06:27Mais peut-être qu'il y a des discussions pour trouver une issue.
06:30Et si effectivement, ces discussions débouchent, on peut imaginer quand même une détente sensible
06:35sur les prix du pétrole et les taux d'intérêt.
06:38Et vous l'avez dit, le déficit public français pour 2025 nous a réservé une petite bonne surprise.
06:45Non, une bonne surprise. Il est moins important que prévu, d'après la première estimation de l'INSEE.
06:51Donc, il ressort à 5,1% du PIB au lieu d'une cible à 5,4% du gouvernement.
06:58L'amélioration par rapport à 2024 est sensible. On était à 5,8% en 2024.

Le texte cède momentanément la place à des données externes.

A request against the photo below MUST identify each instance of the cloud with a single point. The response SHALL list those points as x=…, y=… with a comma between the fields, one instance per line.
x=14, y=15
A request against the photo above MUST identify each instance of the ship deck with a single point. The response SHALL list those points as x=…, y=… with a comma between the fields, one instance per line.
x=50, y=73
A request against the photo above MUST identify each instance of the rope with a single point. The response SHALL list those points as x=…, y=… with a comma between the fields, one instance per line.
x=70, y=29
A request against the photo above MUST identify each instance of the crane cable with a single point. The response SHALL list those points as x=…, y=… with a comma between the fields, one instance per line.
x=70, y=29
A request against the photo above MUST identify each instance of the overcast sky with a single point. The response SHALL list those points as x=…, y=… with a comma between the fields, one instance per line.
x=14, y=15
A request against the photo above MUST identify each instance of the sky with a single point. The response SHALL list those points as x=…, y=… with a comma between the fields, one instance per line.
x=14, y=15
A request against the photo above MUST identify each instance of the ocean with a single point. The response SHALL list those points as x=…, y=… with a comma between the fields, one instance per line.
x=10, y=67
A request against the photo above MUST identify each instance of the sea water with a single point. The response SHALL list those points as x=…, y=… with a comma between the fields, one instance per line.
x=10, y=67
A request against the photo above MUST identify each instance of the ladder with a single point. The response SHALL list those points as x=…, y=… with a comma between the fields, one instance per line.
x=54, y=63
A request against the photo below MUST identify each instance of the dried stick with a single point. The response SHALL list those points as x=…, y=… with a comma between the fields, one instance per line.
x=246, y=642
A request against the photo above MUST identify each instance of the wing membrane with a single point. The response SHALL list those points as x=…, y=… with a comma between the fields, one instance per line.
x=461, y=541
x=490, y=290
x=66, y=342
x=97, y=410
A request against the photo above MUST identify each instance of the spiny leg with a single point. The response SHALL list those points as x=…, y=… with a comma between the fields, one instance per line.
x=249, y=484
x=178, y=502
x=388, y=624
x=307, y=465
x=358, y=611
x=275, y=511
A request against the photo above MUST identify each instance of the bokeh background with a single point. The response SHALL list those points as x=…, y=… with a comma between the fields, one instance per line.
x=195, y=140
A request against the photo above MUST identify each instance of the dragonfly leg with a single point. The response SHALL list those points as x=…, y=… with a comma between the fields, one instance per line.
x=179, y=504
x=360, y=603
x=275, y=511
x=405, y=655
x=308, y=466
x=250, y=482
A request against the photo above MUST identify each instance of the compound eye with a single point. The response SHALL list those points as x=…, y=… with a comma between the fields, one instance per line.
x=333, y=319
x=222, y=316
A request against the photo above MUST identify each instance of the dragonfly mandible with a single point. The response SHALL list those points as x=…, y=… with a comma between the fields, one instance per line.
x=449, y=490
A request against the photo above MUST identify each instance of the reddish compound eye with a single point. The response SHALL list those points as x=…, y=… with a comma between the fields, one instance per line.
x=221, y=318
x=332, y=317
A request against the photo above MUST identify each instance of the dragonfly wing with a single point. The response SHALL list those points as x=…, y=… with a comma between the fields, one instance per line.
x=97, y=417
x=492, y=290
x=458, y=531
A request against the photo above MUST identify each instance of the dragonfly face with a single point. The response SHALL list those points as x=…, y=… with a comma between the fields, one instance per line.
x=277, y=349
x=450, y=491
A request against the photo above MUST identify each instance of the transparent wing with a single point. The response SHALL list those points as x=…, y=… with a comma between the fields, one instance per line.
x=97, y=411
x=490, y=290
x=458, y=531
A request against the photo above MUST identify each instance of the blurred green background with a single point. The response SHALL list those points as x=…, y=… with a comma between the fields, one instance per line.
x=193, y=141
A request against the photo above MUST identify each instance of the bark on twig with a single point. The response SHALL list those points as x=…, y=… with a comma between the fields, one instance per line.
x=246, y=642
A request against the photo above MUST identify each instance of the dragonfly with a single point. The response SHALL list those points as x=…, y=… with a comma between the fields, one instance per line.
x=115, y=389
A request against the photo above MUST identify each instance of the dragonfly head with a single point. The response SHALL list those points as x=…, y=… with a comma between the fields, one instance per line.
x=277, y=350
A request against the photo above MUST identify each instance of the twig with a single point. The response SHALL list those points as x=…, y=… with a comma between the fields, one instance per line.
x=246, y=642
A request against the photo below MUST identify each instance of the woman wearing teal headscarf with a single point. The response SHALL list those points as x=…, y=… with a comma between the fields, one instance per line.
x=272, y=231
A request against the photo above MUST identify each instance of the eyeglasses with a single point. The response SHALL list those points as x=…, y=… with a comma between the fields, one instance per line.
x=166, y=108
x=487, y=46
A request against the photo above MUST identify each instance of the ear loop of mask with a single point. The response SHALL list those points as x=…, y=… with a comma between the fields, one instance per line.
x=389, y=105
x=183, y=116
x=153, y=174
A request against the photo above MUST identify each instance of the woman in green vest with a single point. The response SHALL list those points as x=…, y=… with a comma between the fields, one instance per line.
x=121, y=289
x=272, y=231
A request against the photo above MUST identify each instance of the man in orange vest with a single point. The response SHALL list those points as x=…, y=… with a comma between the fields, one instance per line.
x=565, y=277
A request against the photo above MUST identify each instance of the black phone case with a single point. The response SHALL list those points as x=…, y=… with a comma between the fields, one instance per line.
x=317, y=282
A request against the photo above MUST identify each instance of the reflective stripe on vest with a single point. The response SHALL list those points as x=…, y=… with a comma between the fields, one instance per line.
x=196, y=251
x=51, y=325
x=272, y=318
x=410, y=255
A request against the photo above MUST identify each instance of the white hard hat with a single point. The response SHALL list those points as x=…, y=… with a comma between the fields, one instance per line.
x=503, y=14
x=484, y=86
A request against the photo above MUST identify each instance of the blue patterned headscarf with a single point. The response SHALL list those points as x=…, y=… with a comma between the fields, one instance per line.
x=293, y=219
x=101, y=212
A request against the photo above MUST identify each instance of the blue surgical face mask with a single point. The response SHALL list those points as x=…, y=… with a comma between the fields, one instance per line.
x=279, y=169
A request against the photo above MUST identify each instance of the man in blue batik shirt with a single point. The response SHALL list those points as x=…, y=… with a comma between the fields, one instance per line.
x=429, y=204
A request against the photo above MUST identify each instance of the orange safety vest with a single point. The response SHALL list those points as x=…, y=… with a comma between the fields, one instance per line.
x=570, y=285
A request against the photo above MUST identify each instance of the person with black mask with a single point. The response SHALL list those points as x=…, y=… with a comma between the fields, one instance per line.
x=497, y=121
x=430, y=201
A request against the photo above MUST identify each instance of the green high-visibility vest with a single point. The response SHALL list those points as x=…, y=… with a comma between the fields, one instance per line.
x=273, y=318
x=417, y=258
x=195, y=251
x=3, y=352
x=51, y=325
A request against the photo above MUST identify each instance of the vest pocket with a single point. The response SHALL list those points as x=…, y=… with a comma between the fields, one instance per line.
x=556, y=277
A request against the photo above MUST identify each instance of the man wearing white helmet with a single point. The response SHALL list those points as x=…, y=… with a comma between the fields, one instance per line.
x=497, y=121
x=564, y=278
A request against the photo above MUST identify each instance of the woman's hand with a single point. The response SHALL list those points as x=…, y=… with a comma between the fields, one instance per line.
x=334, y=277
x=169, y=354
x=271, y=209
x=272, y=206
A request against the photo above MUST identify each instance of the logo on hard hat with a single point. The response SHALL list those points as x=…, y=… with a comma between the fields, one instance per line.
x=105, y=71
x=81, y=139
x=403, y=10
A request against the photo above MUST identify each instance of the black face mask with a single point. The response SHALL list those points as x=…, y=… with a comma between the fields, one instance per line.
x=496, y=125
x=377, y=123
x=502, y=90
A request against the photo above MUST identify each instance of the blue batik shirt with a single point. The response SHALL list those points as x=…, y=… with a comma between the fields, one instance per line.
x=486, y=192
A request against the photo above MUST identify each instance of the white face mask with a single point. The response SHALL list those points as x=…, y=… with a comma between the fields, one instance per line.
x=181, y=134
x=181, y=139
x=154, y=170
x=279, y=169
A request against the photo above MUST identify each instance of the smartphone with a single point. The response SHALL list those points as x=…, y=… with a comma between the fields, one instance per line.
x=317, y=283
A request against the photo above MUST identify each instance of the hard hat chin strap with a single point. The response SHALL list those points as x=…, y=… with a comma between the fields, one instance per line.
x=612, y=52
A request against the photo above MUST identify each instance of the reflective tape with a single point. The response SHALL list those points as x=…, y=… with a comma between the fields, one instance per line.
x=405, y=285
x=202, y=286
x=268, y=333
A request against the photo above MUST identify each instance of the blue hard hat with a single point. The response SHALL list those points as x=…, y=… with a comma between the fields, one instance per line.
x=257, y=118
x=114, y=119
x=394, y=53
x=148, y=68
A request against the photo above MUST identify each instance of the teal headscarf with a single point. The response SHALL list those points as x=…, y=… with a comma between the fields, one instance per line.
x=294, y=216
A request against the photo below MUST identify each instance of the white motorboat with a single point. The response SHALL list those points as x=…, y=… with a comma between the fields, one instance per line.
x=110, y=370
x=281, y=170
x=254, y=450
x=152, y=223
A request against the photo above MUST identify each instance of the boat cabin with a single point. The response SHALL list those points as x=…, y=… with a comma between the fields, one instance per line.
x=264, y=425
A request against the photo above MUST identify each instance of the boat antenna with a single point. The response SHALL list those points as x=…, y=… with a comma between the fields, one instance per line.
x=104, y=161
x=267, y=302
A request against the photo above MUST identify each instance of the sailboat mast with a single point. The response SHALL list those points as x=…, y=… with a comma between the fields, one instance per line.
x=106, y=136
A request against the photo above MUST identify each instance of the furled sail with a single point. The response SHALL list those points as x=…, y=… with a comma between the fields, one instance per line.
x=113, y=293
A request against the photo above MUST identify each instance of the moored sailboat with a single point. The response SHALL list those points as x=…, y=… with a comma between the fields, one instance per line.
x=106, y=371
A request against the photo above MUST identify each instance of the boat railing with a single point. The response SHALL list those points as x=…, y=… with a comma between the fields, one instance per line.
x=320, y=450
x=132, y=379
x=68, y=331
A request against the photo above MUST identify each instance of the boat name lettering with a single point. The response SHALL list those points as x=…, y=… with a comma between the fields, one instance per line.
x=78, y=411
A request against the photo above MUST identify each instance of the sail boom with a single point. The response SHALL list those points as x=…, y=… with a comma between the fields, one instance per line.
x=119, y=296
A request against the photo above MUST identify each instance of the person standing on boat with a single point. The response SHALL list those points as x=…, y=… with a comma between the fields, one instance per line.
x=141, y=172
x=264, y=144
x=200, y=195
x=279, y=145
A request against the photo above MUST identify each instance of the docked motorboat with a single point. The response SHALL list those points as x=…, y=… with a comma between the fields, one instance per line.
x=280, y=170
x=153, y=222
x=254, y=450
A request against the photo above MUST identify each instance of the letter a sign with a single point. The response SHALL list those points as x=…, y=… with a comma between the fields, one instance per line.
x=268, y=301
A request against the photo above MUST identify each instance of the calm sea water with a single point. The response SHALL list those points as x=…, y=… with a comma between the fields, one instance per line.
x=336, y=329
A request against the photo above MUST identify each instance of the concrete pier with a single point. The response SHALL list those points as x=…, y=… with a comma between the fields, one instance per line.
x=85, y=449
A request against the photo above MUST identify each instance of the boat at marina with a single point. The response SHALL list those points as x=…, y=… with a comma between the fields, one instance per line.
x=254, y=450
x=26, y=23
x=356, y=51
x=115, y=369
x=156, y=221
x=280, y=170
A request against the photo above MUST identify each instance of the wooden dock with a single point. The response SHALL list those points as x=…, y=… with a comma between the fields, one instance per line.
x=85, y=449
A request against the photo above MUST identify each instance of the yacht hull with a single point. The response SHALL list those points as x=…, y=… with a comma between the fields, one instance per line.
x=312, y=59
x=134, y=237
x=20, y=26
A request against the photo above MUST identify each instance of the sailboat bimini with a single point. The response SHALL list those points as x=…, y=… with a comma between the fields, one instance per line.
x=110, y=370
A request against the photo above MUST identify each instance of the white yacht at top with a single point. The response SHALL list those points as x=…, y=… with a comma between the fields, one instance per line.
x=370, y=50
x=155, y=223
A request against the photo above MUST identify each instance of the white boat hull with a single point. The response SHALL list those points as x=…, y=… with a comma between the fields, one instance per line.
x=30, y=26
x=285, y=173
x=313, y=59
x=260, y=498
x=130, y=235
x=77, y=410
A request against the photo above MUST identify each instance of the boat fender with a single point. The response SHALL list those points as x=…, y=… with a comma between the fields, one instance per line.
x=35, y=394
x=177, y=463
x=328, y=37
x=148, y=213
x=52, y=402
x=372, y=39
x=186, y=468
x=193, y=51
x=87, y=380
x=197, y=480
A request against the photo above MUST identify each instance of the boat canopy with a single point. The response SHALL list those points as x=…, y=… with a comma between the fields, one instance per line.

07:03Donc, le point de départ, ce point de départ moins défavorable, je dirais,
07:07donne quand même un peu de marge de manœuvre pour encaisser le choc énergétique
07:11sans remettre en cause l'objectif actuel pour 2025 qui est à 5%.
07:17Et un dernier point quand même à garder à l'esprit, c'est que des taux d'intérêt plus élevés,
07:22donc à supposer effectivement qu'ils se maintiennent à ce niveau,
07:25des taux d'intérêt plus élevés ne joueront pas à la hausse dès 2025
07:29sur la charge de la dette française et donc sur le déficit français
07:33parce qu'on a une maturité moyenne relativement élevée de la dette française.
07:37Donc, le temps que ça se renouvelle, ça ne se fera pas immédiatement aux conditions de taux actuels.
07:43Donc, à ce stade, voilà, pas d'inquiétude majeure à avoir en termes d'impact
07:47sur les finances publiques françaises du choc en cours.